X denotes an observation whose X value gives it large leverage.

For the heart weight example, horse number 44 (with an SOW of 3·1) is identified as having a heart weight that is far greater than the model would estimate (actual weight 4·01 and model estimate 2·5 kg). This represents a large residual, which might suggest an unusual observation. Horse number 46 is identified as one that has had considerable influence in determining the fitted model. This is because the SOW value is 4·8, which is the largest SOW value in the dataset, and so it “pulls” the line towards it. These two values are highlighted in Fig 8, and may suggest data points that require careful checking or further investigation.

### Conclusions

Building models is an important skill, but we also need to consider how to assess how well the model is performing and to be alert to odd or unusual observations, all of which we have covered for the very simplest model. This short article is the first in which we have tackled this topic, and this will form the basis of a further two articles where we address more than one explanatory variable. In many regression situations, we have more than one possible explanatory variable and we must consider which variables to include and how to deal with any relationships between the explanatory variables (collinearity). Returning to the horse's heart example detailed in this article, the full set of measurements were as follows: thickness of the outer heart wall during systole (SOW) and during diastole (DOW); thickness of the inner wall during systole (SIW) and during diastole (DIW) and exterior width during systole (SEW) and during diastole (DEW). How well could we build a model using all or only some of these measurements? This is known as multiple regression, a topic that will be addressed in subsequent articles.

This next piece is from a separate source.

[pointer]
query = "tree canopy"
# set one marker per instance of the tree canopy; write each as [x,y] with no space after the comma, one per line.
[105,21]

In addition, regression models have classically included only continuous variables, but we might naturally want to mix continuous and categorical variables, and for this we will want to consider the general linear model, which is a modern and very powerful modelling tool. For example, we might wish to include sex or breed as a further explanatory variable in our quest to explain the heart weight of horses. General linear models will also be the topic of a further article.

### Conflict of interest

None of the authors of this article has a financial or personal relationship with other people or organizations that could inappropriately influence or bias the content of the paper.